Is there a way to force a spider to slow down its spidering of a wesbite? Anything that can be put in headers or robots.txt?
I thought i remembered reading something about this being possible but cannot find anything now.
Is there a way to force a spider to slow down its spidering of a wesbite? Anything that can be put in headers or robots.txt?
I thought i remembered reading something about this being possible but cannot find anything now.
If you're referring to Google, you can throttle the speed at which Google spiders your site by using your Google Webmaster account (Google Webmaster Tools).
There is also this, which you can put in robots.txt
User-agent: *
Crawl-delay: 10
Where crawl delay is specified as the number of seconds between each page crawl. Of course, like everything else in robots.txt, the crawler has to respect it, so YMMV.
I don't think robots will do anything except allow or disallow.
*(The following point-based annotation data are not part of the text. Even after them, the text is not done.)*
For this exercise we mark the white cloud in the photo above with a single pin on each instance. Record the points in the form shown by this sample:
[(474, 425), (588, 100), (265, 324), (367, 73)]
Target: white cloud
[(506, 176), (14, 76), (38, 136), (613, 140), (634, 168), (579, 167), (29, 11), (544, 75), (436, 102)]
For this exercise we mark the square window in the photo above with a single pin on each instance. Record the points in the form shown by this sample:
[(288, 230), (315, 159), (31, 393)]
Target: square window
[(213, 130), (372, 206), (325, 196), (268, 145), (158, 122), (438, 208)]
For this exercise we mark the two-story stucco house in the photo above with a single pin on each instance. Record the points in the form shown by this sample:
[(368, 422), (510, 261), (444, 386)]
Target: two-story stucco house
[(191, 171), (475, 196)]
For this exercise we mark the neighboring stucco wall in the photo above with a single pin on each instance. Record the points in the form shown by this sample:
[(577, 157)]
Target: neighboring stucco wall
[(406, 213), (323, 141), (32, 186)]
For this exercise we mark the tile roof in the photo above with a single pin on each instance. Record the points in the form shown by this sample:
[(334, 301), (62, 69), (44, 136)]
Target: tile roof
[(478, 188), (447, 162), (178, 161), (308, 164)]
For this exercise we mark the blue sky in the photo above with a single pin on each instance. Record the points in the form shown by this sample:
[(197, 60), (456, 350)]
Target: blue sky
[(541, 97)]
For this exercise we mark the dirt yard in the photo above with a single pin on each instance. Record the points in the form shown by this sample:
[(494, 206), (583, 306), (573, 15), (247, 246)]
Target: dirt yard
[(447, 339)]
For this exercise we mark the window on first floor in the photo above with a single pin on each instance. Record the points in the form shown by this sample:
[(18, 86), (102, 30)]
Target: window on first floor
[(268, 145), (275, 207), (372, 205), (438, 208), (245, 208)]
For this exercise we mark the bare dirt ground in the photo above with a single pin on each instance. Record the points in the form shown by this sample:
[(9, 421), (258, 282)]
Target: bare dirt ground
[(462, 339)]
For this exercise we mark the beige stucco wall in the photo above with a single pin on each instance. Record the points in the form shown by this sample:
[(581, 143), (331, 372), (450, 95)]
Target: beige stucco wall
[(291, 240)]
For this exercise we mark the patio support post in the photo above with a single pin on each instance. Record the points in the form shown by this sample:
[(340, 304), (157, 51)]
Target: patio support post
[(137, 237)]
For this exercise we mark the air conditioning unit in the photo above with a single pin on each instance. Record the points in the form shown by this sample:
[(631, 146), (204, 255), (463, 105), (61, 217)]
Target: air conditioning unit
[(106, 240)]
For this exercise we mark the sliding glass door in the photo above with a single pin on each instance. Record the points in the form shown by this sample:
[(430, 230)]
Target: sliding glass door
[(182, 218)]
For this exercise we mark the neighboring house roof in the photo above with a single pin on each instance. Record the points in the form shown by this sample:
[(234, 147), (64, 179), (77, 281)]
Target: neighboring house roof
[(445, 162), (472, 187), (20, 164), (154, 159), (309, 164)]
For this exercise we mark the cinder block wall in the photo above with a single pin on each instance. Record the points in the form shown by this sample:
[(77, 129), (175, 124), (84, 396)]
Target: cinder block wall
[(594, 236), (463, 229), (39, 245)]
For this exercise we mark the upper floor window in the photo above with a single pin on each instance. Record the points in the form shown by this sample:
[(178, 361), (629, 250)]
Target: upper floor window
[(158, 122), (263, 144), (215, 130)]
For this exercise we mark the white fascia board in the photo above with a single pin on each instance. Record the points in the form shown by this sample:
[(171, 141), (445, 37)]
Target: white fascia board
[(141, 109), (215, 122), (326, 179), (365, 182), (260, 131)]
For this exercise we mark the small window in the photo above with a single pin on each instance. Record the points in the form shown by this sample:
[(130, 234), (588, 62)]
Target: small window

Most of the search engines will allow you to customize how they index your site.
If you have a specific agent that is causing issues, you might either block it specifically, or see if you can configure it.
Beyond using the Google Webmaster tools for the Googlebot (see Robert Harvey's answer), Yahoo! and Bing support the nonstandard Crawl-delay
directive in robots.txt
:
http://en.wikipedia.org/wiki/Robots.txt#Nonstandard_extensions
When push comes to shove, however, a misbehaving bot that's slamming your site will just have to be blocked at a higher level (e.g. load balancer, router, caching proxy, whatever is appropriate for your architecture).
Maybe you can save bandwidth by disallowing robot access to part of the server:
User-agent: *
Disallow: /cgi-bin/
Disallow: /tmp/
Disallow: /junk/
Disallow: /css/
Disallow: /images/
This allow access to everything:
User-agent: *
Disallow:
See Throttling your web server for a solution using Perl. Randal Schwartz said that he survived a Slashdot attack using this solution.